These are chat archives for dereneaton/ipyrad
Here's a primer on the major changes:
Apply statements add jobs to the load-balanced task scheduler (lbview) which starts them running on whichever engines are available, and can do so as the engines become available. Once we get everything running this way the initial startup of ipyrad can go a bit quicker.
To make sure certain jobs do not run before some earlier dependency has finished we wrap the job in an "after" statement, and enter as an argument the async result from the earlier job, which we stored in a dict. The example below does not run the
mcfunc job until the the result stored in res_clust[sample] is finished.

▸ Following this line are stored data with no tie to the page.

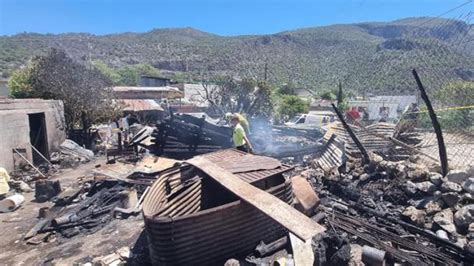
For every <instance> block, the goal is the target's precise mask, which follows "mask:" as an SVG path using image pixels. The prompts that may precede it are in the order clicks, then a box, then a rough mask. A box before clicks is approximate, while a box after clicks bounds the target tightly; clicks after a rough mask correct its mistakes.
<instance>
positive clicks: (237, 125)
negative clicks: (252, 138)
mask: <svg viewBox="0 0 474 266" xmlns="http://www.w3.org/2000/svg"><path fill="white" fill-rule="evenodd" d="M230 124H231V125H232V127H233V128H234V130H233V132H232V140H233V142H234V147H235V148H236V149H237V150H240V151H243V152H252V151H253V148H252V144H251V143H250V140H249V139H248V138H247V134H246V133H245V130H244V128H243V127H242V125H241V123H240V120H239V117H238V116H236V115H234V116H233V117H232V118H231V120H230Z"/></svg>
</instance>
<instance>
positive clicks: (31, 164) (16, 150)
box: [13, 148, 46, 178]
mask: <svg viewBox="0 0 474 266" xmlns="http://www.w3.org/2000/svg"><path fill="white" fill-rule="evenodd" d="M13 151H15V152H16V153H17V154H18V155H20V157H21V158H23V160H25V161H26V162H27V163H28V164H29V165H30V166H31V167H33V169H35V170H36V172H38V173H39V174H40V175H41V176H42V177H44V178H46V176H45V175H44V174H43V173H41V171H40V170H39V169H38V168H36V167H35V165H34V164H33V163H32V162H30V161H29V160H28V159H26V157H25V156H23V154H21V153H20V152H19V151H18V150H17V149H15V148H13Z"/></svg>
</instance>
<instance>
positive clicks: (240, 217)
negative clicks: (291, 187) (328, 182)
mask: <svg viewBox="0 0 474 266" xmlns="http://www.w3.org/2000/svg"><path fill="white" fill-rule="evenodd" d="M203 157H204V158H207V159H208V160H210V161H211V162H213V163H215V164H218V165H220V166H221V167H223V168H224V169H226V170H227V171H230V172H232V173H234V174H236V175H237V176H238V177H239V178H241V179H242V180H244V181H245V182H248V183H250V184H252V185H254V186H256V187H258V188H260V189H262V190H265V191H267V192H268V193H271V194H272V195H274V196H275V197H278V198H279V199H281V200H283V201H284V202H287V203H291V201H292V191H291V184H290V182H289V180H286V179H285V178H284V177H283V175H282V174H283V173H285V172H288V171H290V170H291V167H289V166H286V165H282V164H280V163H279V162H278V161H276V160H274V159H273V160H272V159H270V158H265V157H256V156H253V155H247V154H245V153H242V152H239V151H236V150H223V151H218V152H214V153H209V154H206V155H204V156H203ZM254 160H258V161H259V162H260V163H259V164H254V162H255V161H254ZM229 162H232V164H229ZM143 211H144V217H145V225H146V229H147V232H148V236H149V240H150V251H151V254H150V256H151V260H152V263H153V264H156V265H159V264H180V265H183V264H207V265H209V264H215V263H222V264H223V263H224V262H225V261H226V260H227V259H228V258H229V257H231V256H241V255H246V254H248V253H250V252H251V251H252V250H253V248H255V246H256V245H257V244H258V243H259V242H260V241H264V242H271V241H273V240H276V239H278V238H279V237H282V236H284V235H285V230H284V228H283V227H282V226H281V225H279V224H277V223H275V222H273V221H272V220H271V219H270V218H269V217H267V216H265V215H263V214H259V213H258V211H257V210H256V209H254V208H252V206H249V204H248V203H245V202H242V201H240V200H239V199H238V198H237V197H236V196H235V195H233V194H231V193H229V192H228V191H226V190H225V188H224V187H221V186H219V184H216V183H215V182H213V180H212V179H211V178H209V177H208V176H207V175H206V174H205V173H203V172H202V171H201V170H199V169H196V168H195V167H193V165H192V164H185V165H182V166H179V167H177V168H175V169H170V170H169V171H168V173H166V174H165V175H163V176H162V177H160V179H159V180H158V182H156V183H155V184H154V185H153V187H152V188H151V190H150V192H149V194H148V195H147V197H146V198H145V201H144V206H143ZM193 239H194V240H193Z"/></svg>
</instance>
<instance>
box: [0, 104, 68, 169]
mask: <svg viewBox="0 0 474 266" xmlns="http://www.w3.org/2000/svg"><path fill="white" fill-rule="evenodd" d="M0 124H1V125H2V126H1V129H0V135H1V136H2V137H1V138H2V141H0V150H1V151H2V155H1V156H0V165H1V167H3V168H5V169H7V170H8V171H13V170H15V169H16V168H18V167H19V166H21V165H28V164H33V163H35V164H39V163H42V162H44V157H49V155H50V154H51V153H52V152H53V151H56V150H58V149H59V145H60V144H61V143H62V142H63V141H64V140H65V139H66V133H65V128H66V125H65V122H64V110H63V104H62V102H61V101H55V100H42V99H0Z"/></svg>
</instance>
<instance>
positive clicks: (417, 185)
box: [415, 181, 436, 193]
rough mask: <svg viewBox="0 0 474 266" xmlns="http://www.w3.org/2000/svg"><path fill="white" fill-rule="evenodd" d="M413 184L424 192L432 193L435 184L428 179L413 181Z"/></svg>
mask: <svg viewBox="0 0 474 266" xmlns="http://www.w3.org/2000/svg"><path fill="white" fill-rule="evenodd" d="M415 186H416V188H417V189H418V190H420V191H423V192H425V193H432V192H434V191H436V186H435V184H433V183H431V182H430V181H425V182H420V183H415Z"/></svg>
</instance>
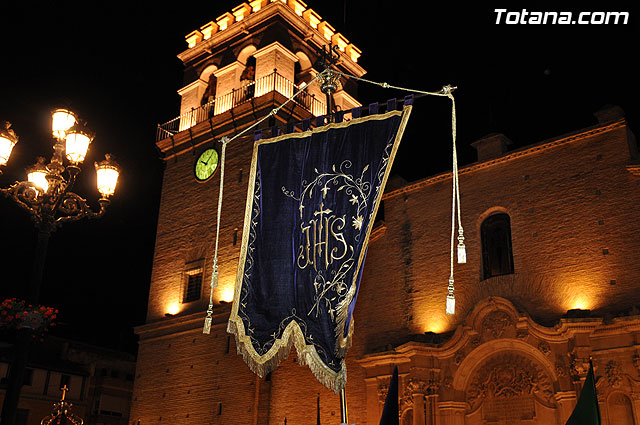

with lbview.temp_flags(after=res_clust[sample]): res_clean[sample] = lbview.apply(mcfunc, [data, sample])
Dereplication now happens as the first job in step3, and dereped reads are mapped to the reference. I know we are losing some fancy quality score info we could have used for this, but I think we should just let it go.
I removed the mpileup code. Again, it seems we are kind of going all in for the ipyrad base calling, and it made it much easier to look through the refmap code. If we want to use it we can find it in the repo.
We index the reference using both smalt and
samtools faidx. The former gets the mapped reads which we pull out with bedtools. The latter is used to pull out the reference sequence using samtools for the window of mapped regions that bedtools found. We write to clust.gz the reference seq and mapped reads, which are then clustered together with muscle. Before writing the clustS.gz file the reference is removed.